A notícia estava em jornal paulistano e me animou. Coisa rara hoje em dia é sair com boas sensações de uma leitura desse tipo. São Paulo fez sua primeira prisão por ‘crime de importunação’, recentemente tipificado. Prática de ato libidinoso na presença de alguém sem que essa pessoa dê seu consentimento. Previsão de um a cinco anos de confinamento. Serve para os desavisados que fingem dormir enquanto tocam mulheres em transporte coletivo lotado. E serve para tantas outras atitudes enquadradas agora como ‘importunação’.
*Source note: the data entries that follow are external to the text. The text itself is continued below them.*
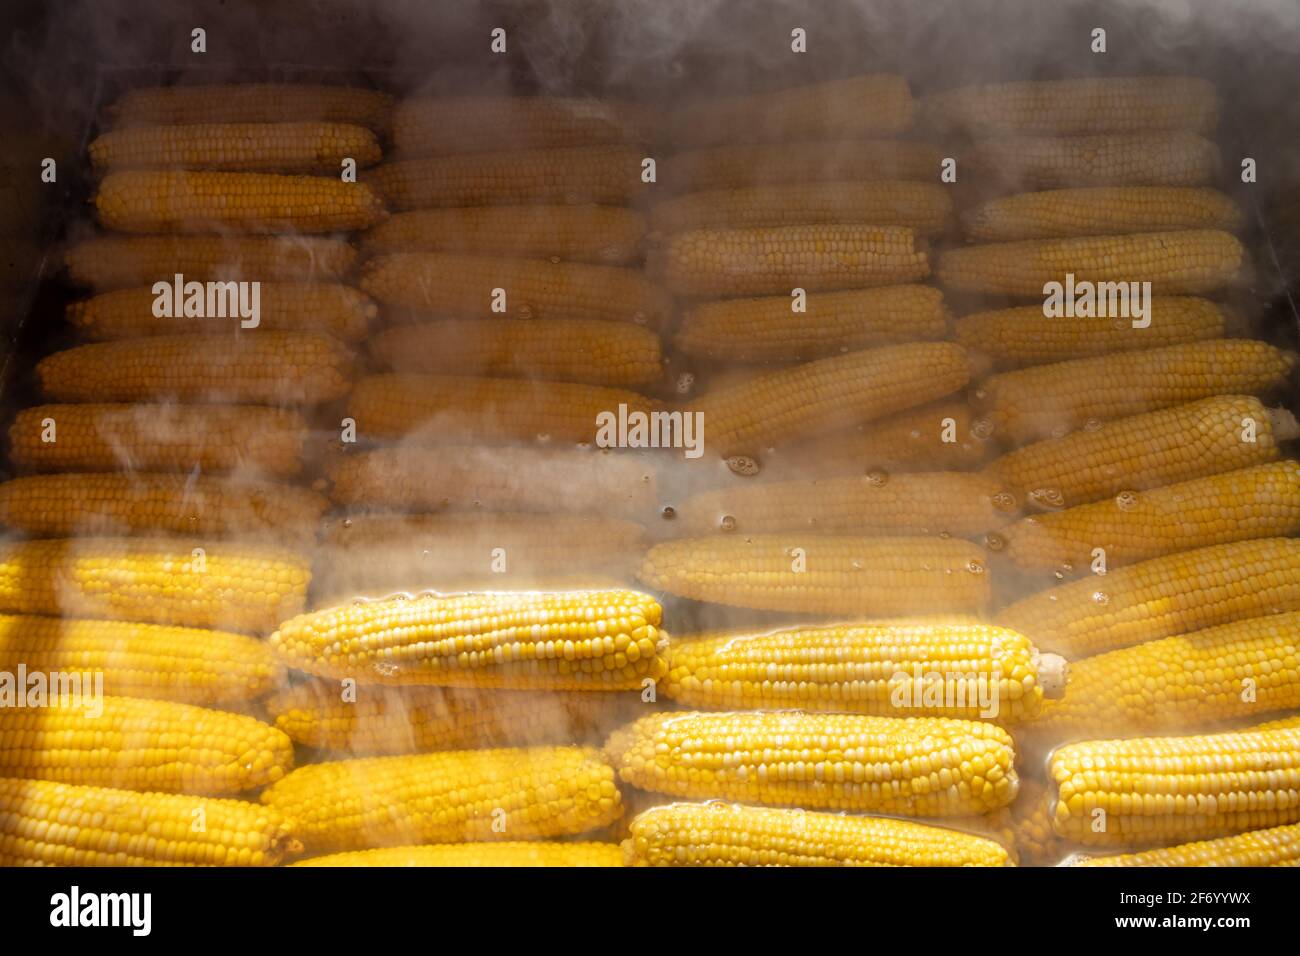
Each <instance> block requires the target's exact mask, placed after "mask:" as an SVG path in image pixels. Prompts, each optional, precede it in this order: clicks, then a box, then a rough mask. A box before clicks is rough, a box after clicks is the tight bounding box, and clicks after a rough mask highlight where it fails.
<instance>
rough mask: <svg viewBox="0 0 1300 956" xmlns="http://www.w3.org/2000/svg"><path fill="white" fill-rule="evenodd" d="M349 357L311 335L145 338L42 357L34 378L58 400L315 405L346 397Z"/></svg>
mask: <svg viewBox="0 0 1300 956" xmlns="http://www.w3.org/2000/svg"><path fill="white" fill-rule="evenodd" d="M351 368H352V354H351V352H350V351H348V350H347V349H346V347H344V346H342V345H341V343H339V342H337V341H335V339H333V338H330V337H329V336H321V334H318V333H315V332H252V333H251V334H243V336H239V337H238V338H234V337H231V336H222V334H214V336H151V337H148V338H131V339H122V341H120V342H96V343H94V345H82V346H77V347H75V349H68V350H66V351H61V352H55V354H52V355H47V356H45V358H44V359H42V360H40V362H39V363H36V375H39V376H40V385H42V388H43V390H44V392H45V394H47V395H49V397H51V398H53V399H56V401H59V402H140V401H146V402H147V401H151V399H156V398H178V399H181V401H190V402H251V403H268V405H315V403H317V402H331V401H334V399H335V398H342V397H343V395H344V394H347V389H348V385H350V378H351Z"/></svg>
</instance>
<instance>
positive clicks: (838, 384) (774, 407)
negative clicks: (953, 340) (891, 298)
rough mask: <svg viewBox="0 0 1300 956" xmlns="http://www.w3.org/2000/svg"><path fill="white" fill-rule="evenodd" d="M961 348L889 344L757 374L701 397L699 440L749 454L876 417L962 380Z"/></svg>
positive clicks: (924, 401) (965, 376)
mask: <svg viewBox="0 0 1300 956" xmlns="http://www.w3.org/2000/svg"><path fill="white" fill-rule="evenodd" d="M969 378H970V364H969V362H967V358H966V352H965V350H962V349H961V347H959V346H956V345H952V343H949V342H924V343H915V345H892V346H883V347H880V349H871V350H867V351H859V352H850V354H848V355H837V356H835V358H829V359H819V360H816V362H810V363H807V364H803V365H796V367H793V368H789V369H780V371H775V372H768V373H766V375H761V376H758V377H755V378H754V380H751V381H749V382H746V384H742V385H737V386H735V388H731V389H725V390H723V392H716V393H711V394H706V395H703V397H702V398H701V399H699V401H698V402H695V403H694V406H693V410H694V411H697V412H701V414H702V415H703V423H705V436H706V437H705V441H706V444H707V445H708V447H710V449H711V450H714V451H716V453H718V454H723V455H733V454H755V453H758V451H759V450H761V449H763V447H764V446H766V445H768V444H779V442H781V441H789V440H792V438H805V437H809V436H811V434H816V433H818V432H831V431H835V429H836V428H837V427H839V428H844V427H848V425H853V424H858V423H861V421H870V420H872V419H880V418H884V416H885V415H889V414H892V412H898V411H904V410H906V408H911V407H914V406H918V405H924V403H926V402H932V401H935V399H936V398H943V397H944V395H948V394H952V393H953V392H956V390H957V389H959V388H962V386H965V385H966V382H967V381H969Z"/></svg>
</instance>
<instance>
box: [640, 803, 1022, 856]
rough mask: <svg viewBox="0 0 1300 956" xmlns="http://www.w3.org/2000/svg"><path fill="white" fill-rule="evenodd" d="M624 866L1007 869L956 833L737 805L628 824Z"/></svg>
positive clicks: (865, 817)
mask: <svg viewBox="0 0 1300 956" xmlns="http://www.w3.org/2000/svg"><path fill="white" fill-rule="evenodd" d="M623 855H624V862H625V865H628V866H1008V865H1009V864H1010V861H1009V858H1008V853H1006V849H1005V848H1004V847H1002V845H1000V844H998V843H995V842H993V840H988V839H984V838H982V836H975V835H972V834H963V832H961V831H959V830H946V829H943V827H935V826H926V825H923V823H913V822H911V821H905V819H891V818H888V817H852V816H840V814H835V813H806V812H803V810H787V809H774V808H766V806H740V805H736V804H719V803H707V804H671V805H668V806H655V808H654V809H650V810H646V812H645V813H642V814H640V816H638V817H637V818H636V819H633V821H632V826H630V832H629V835H628V839H627V840H625V842H624V844H623Z"/></svg>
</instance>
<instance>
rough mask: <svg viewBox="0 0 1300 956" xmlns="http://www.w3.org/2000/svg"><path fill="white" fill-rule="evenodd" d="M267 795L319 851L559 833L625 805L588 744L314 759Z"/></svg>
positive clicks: (597, 826)
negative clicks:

O alívio da boa nova durou pouco. No periódico carioca, a informação (recorrente) de que homem se passa por motorista de aplicativo e estupra uma passageira. E eu grito para dentro: Deixem nossos corpos em paz. Deixem que tenhamos nossas vaginas sem que isso represente um risco a todo instante. Escolham outro algoz, outro crime, seus bandidos. Ou seus mocinhos travestidos.
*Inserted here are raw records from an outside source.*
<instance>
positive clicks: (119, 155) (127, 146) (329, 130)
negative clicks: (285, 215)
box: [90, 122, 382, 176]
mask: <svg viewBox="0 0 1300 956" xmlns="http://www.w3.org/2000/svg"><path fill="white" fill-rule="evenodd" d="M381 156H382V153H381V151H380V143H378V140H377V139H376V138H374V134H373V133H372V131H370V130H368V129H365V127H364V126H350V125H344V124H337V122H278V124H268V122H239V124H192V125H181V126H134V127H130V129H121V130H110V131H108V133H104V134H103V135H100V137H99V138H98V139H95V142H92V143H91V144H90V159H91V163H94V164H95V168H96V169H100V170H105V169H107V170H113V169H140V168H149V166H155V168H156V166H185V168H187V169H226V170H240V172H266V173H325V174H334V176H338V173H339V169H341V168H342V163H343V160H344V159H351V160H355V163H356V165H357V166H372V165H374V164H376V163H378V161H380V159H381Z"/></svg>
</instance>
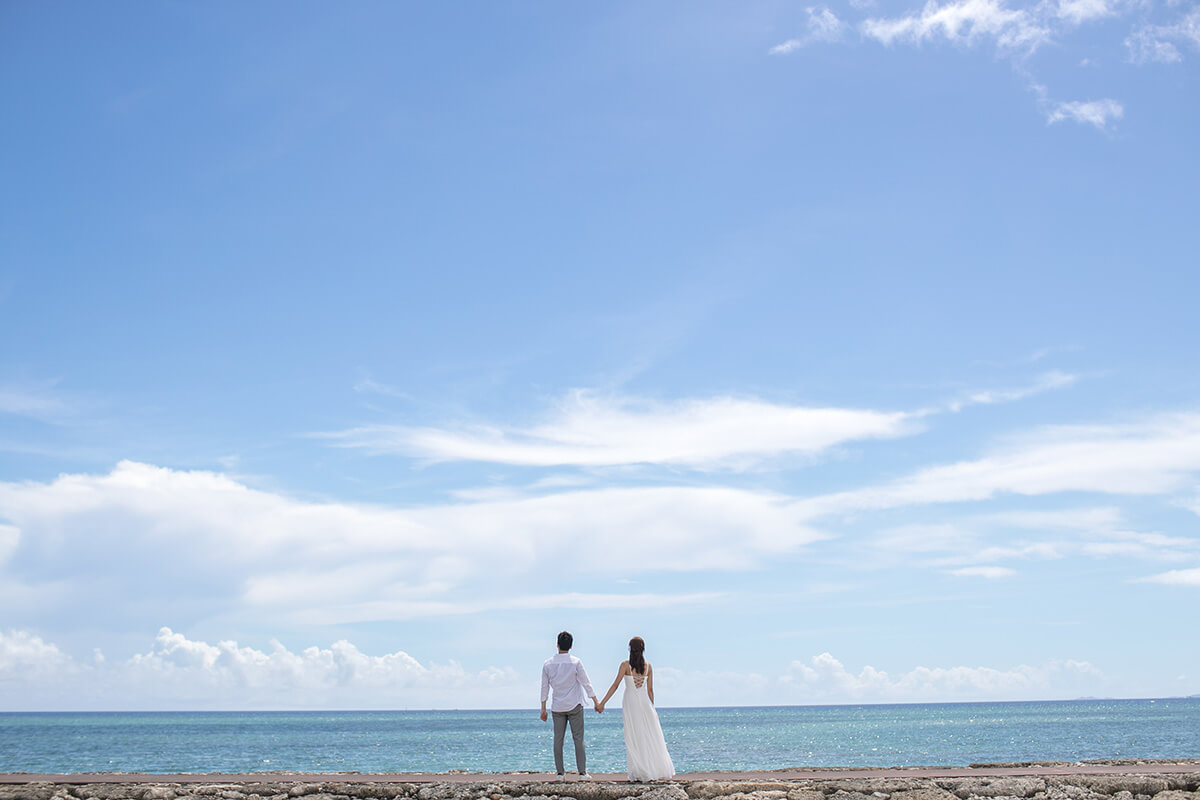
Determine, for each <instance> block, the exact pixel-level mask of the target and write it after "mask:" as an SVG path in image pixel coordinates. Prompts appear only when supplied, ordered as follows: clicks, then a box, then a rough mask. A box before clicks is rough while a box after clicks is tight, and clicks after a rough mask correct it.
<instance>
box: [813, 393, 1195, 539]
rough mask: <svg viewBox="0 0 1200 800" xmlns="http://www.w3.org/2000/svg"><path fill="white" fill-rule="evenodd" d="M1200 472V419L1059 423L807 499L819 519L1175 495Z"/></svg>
mask: <svg viewBox="0 0 1200 800" xmlns="http://www.w3.org/2000/svg"><path fill="white" fill-rule="evenodd" d="M1196 473H1200V415H1198V414H1171V415H1163V416H1158V417H1153V419H1150V420H1147V421H1144V422H1135V423H1129V425H1108V426H1088V425H1075V426H1054V427H1046V428H1042V429H1040V431H1037V432H1034V433H1031V434H1028V435H1024V437H1019V438H1016V439H1013V440H1010V443H1009V444H1008V445H1007V446H1003V447H1000V449H997V450H995V451H994V452H991V453H990V455H988V456H985V457H983V458H978V459H973V461H962V462H956V463H953V464H944V465H940V467H930V468H926V469H923V470H919V471H917V473H914V474H913V475H911V476H908V477H905V479H900V480H898V481H894V482H892V483H887V485H882V486H877V487H868V488H863V489H853V491H850V492H840V493H834V494H829V495H823V497H818V498H812V499H809V500H804V501H803V505H805V506H808V509H809V512H810V513H811V515H812V517H814V518H816V517H818V516H822V515H828V513H845V512H853V511H860V510H866V509H892V507H899V506H906V505H922V504H931V503H964V501H972V500H986V499H990V498H994V497H997V495H1000V494H1025V495H1040V494H1054V493H1060V492H1098V493H1105V494H1117V495H1121V494H1169V493H1172V492H1178V491H1182V489H1184V488H1187V487H1188V486H1189V481H1192V480H1194V476H1195V474H1196Z"/></svg>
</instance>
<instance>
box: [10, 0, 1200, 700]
mask: <svg viewBox="0 0 1200 800" xmlns="http://www.w3.org/2000/svg"><path fill="white" fill-rule="evenodd" d="M1198 65H1200V5H1198V2H1196V1H1195V0H1038V1H1037V2H1028V1H1025V2H1022V1H1020V0H929V1H928V2H924V4H922V2H919V1H914V0H836V1H833V2H829V5H811V6H809V5H803V4H786V2H774V1H767V2H758V1H754V0H750V1H746V2H730V4H719V2H703V1H701V2H688V4H682V2H650V4H646V2H602V4H601V2H593V4H556V2H534V1H530V2H490V4H415V2H413V4H394V2H371V1H364V2H355V4H323V2H302V1H301V2H269V1H263V2H256V4H244V2H224V1H214V2H157V4H150V5H146V4H133V2H113V4H67V2H58V1H54V0H49V1H44V2H32V1H23V0H17V1H10V2H5V4H2V5H0V108H2V109H4V119H5V120H6V121H7V125H4V126H2V127H0V185H2V186H4V191H2V192H0V710H55V709H80V710H125V709H128V710H138V709H307V708H313V709H360V708H376V709H403V708H530V709H535V708H536V704H538V682H539V672H540V666H541V662H542V660H544V658H546V657H547V656H550V655H552V654H553V650H554V636H556V634H557V632H558V631H560V630H564V628H566V630H570V631H571V632H572V633H574V634H575V639H576V646H575V650H574V652H575V654H576V655H578V656H580V657H581V658H582V660H583V662H584V664H587V667H588V669H589V672H590V675H592V678H593V682H594V685H595V686H596V687H598V691H599V692H600V693H602V692H604V688H605V687H606V686H607V684H608V681H610V680H611V679H612V675H614V674H616V669H617V666H618V664H619V662H620V661H622V658H623V657H625V656H626V650H625V643H626V642H628V639H629V637H631V636H635V634H637V636H642V637H643V638H644V639H646V642H647V657H648V660H649V661H650V662H652V663H653V664H654V666H655V674H656V693H658V699H659V702H660V703H661V704H662V705H665V706H696V705H740V704H820V703H889V702H942V700H947V702H949V700H997V699H1054V698H1074V697H1081V696H1092V697H1164V696H1181V694H1193V693H1198V692H1200V667H1198V666H1196V664H1200V640H1198V638H1196V637H1195V636H1193V621H1194V620H1195V619H1196V616H1198V613H1200V371H1198V366H1200V365H1198V355H1196V354H1198V344H1200V321H1198V319H1200V315H1198V314H1196V312H1195V308H1196V297H1198V290H1200V277H1198V273H1200V270H1198V266H1200V264H1198V245H1200V225H1198V224H1196V218H1198V212H1200V201H1198V197H1196V187H1198V186H1200V164H1198V155H1200V148H1198V144H1196V143H1198V142H1200V102H1198V101H1200V67H1198Z"/></svg>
É. Os mocinhos, desses que fazem parte da nossa convivência ou que entram em nossas vidas fingindo querer fazer parte da nossa convivência, também têm praticado sua importunação descarada. Também têm nos atacado. Ferido. Sangrado. Enfiado mãos sorrateiras por dentro de nossas almas. Deixado um rastro de destruição. Apatia. Descrença. Fealdade.
Chegam como quem não quer nada. Permanecem como quem quer tudo. Vão-se embora como quem não existiu. No silêncio insidioso que estupra nossa vontade de viver. No grito oculto que fere nossos tímpanos.
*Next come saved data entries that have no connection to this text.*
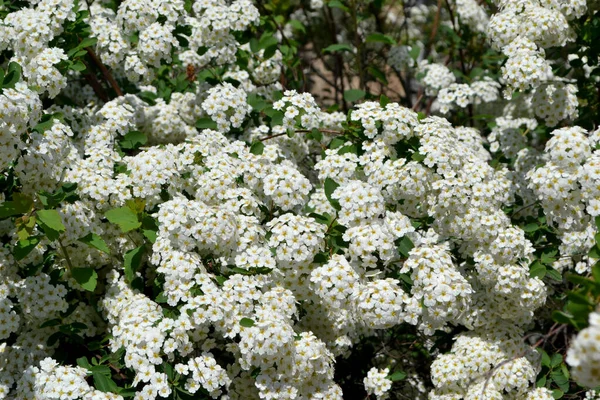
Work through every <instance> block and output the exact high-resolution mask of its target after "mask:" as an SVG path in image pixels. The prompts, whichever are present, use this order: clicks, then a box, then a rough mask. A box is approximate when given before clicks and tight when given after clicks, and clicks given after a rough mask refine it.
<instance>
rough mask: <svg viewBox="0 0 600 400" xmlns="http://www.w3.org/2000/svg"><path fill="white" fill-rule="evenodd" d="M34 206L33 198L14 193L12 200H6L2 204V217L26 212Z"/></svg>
mask: <svg viewBox="0 0 600 400" xmlns="http://www.w3.org/2000/svg"><path fill="white" fill-rule="evenodd" d="M32 207H33V199H32V198H31V197H29V196H27V195H24V194H21V193H13V199H12V200H11V201H5V202H4V203H2V205H0V219H4V218H8V217H11V216H13V215H20V214H26V213H28V212H29V211H31V208H32Z"/></svg>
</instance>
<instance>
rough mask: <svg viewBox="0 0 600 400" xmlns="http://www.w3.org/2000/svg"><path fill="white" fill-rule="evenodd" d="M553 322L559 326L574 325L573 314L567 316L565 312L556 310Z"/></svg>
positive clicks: (553, 312) (555, 310)
mask: <svg viewBox="0 0 600 400" xmlns="http://www.w3.org/2000/svg"><path fill="white" fill-rule="evenodd" d="M552 320H554V321H555V322H558V323H559V324H569V325H571V324H572V321H573V316H572V315H571V314H567V313H565V312H563V311H558V310H554V311H553V312H552Z"/></svg>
Nossos ouvidos querem ouvir verdades. Nosso corpo quer ser recostar com entrega e confiança. Não precisamos dormir com o inimigo.
Não há tempo para nos recompor. Não aguentamos mais ouvir que é possível ressurgir das cinzas. Que devemos nos desconstruir. Deixar ir. Aprender com o erro. Crescer com ele. Desapegar-se. Que amanhã, outro dia.
- Quantas vezes mais? Pergunta-me uma amiga.
Ora, mocinhos travestidos, deixem de desfaçatez. Melhorem. Tenham responsabilidade afetiva. Tirem a carapuça de ‘agressivos passivos’ que tanto lhes cabe (o conceito, outra amiga me apresentou). Encarem as supostas fragilidades – ferindo a si mesmos. Incorram em contravenções usando a própria subjetividade. Nos deixem em paz. Deixem em paz nossas vaginas. Tirem as garras das nossas almas.
Engulam seus silêncios. Enfiem suas mentiras. Masturbem seus enganos. Gozem na falta de caráter. Penetrem a infidelidade. Osculem a deslealdade. Endureçam suas fraquezas. Receitem Viagra para o papo mole. Tirem a camisinha do cérebro. Empreendam relação abusiva com suas sombras. Empalem o mau-caratismo. Soquem no próprio olho. Chupem o degredo. Se toquem. Fodam-se. Fodam-se todos.
Nos deixem em paz. Deixem em paz nossas vaginas. Tirem as garras das nossas almas.
Nosso corpo quer ser recostar com entrega e confiança.